Despite a lot of positive attention for his portrayal of George Reeve in Hollywoodland, a year later he jumped behind the camera for his directorial debut Gone Baby Gone which opened to rave reviews. His next effort The Town (which he also starred in) was a commercial and critical success. Even his acting was getting better reviews. It’s through this that people can now say without irony that they’ll looking forward to the next Ben Affleck film…especially if he’s directing it.
Argo is based on the Iran hostage crisis of 1979-1981, when a large number of Iranian citizens stormed the US embassy. 6 members managed to escape where they took refuge in the house of Canadian ambassador Ken Taylor (Victor Garber). The US knows where it’s trapped citizens are however can not risk extracting them without endangering their lives.
Enter Tony Mendez (Ben Affleck) who specialises in such cases. Initially brought in as a consultant, he quickly starts to point out the flaws in their plans. Although he offers no alternatives, he gets inspiration while watching Battle for the Planet of the Apes on TV. His plan is to create a cover story that escapees are part of a Canadian film crew, scouting “exotic” locations in Iran for a sci fi film.
Along with his supervisor Jack O’Donnell (Bryan Cranston), they enlist the help of Hollywood make-up artist John Chambers (John Goodman) who has helped the CIA in the past with disguises for their operatives. Chambers puts them in touch with film producer Lester Siegel (Alan Arkin) and their plan begins to take shape. All they need to do is create a fake film production and make it “real”.
The film starts off with an animated backstory of the history of Iran that helps us understand as to why the Iranians are so pissed. Such a technique is usually reserved for quirky (shudder) indie comedies that usually puts me off the film before it even gets going. Here however, it works as it’s used as a clear narrative device and not an attempt to be hip. The opening scene is as brutal as it is tense. Throwing us into the rioting mob just minutes before they take the embassy lets us know that Affleck isn’t going to let the audience go until this film is done. Whenever the hostages or the escapees are on screen, there’s a sense that something bad is going to happen to them.
Considering the serious nature of the film, there’s more than a few laughs along the way, usually delivered by Goodman and Arkin who come from a world that appears to be the bastard child of Entourage and Mad Men. Both men are excellent in their roles and are used sparingly enough to allow the audience the chance to sit back in their seat, even if just for a couple of minutes.

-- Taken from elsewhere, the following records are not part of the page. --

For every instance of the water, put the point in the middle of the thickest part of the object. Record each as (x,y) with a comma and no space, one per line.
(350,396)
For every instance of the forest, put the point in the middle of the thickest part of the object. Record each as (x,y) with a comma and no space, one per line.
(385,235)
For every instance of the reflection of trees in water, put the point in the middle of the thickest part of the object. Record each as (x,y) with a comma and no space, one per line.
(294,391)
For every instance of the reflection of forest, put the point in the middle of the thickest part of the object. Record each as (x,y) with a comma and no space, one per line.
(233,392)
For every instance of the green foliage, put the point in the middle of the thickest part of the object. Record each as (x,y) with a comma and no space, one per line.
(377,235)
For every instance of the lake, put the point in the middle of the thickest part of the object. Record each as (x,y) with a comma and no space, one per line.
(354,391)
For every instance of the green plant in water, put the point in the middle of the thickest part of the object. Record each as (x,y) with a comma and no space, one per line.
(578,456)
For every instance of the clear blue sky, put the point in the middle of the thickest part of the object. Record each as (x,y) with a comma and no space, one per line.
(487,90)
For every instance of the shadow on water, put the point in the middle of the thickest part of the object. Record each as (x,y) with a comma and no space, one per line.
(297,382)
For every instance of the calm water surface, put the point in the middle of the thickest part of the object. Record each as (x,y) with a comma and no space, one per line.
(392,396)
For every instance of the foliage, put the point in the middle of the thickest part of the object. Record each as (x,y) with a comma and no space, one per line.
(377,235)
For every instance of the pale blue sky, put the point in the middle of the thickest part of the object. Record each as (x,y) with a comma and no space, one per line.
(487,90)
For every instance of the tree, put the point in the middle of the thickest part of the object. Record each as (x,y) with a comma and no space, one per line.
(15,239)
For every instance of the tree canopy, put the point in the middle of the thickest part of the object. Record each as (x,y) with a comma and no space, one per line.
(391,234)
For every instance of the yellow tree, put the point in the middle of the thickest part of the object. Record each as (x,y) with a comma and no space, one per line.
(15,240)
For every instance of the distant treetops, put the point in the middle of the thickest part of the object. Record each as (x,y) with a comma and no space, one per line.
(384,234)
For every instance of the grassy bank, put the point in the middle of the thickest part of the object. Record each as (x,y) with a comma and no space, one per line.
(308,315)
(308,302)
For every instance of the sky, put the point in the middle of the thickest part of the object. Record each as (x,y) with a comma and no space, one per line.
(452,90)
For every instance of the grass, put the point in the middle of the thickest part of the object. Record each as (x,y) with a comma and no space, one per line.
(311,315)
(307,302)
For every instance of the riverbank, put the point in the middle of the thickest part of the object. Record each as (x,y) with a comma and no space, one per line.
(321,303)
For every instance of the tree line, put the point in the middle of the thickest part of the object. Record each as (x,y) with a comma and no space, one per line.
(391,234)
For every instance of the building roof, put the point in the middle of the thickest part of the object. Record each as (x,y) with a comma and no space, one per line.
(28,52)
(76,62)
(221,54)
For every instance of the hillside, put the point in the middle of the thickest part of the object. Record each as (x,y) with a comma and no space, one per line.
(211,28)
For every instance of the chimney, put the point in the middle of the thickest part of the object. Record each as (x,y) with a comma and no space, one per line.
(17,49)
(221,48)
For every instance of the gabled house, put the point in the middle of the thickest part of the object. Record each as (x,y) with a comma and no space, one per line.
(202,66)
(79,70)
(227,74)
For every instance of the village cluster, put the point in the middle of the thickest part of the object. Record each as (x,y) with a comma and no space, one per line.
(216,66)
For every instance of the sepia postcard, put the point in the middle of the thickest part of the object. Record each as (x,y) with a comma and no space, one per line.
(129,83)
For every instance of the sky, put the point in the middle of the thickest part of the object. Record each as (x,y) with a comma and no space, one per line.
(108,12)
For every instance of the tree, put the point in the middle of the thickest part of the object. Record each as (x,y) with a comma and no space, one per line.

Argo is a thriller however, and tension is the name of the game. Cranston portrays his role with an intensity that always threatens to boil over. Affleck’s take on Mendez is more relaxed. This is vital to his role in the film as he has to be the calming influence. If he cracks the escapees have no chance.
The only real criticisms to take from the film are its historical inaccuracies. Affleck himself admitted that they took a lot of dramatic license with the film, hence why “it’s based on a true story, rather than this is a true story”. Which is allowed in the movie world, especially if it works in favour of a better film. And with Argo it certainly does. No more than in the third act when the tension is turned up to 11 as Mendez puts his suicidal plan into motion.
With Gone Baby Gone Affleck hinted at where his true talent lies. That’s not to take away from his fine performances in The Town and Argo by any means, however both critics and audiences are loving his work behind the camera, and deservedly so.
Don’t bet against him putting another Oscar on his mantlepiece before he retires.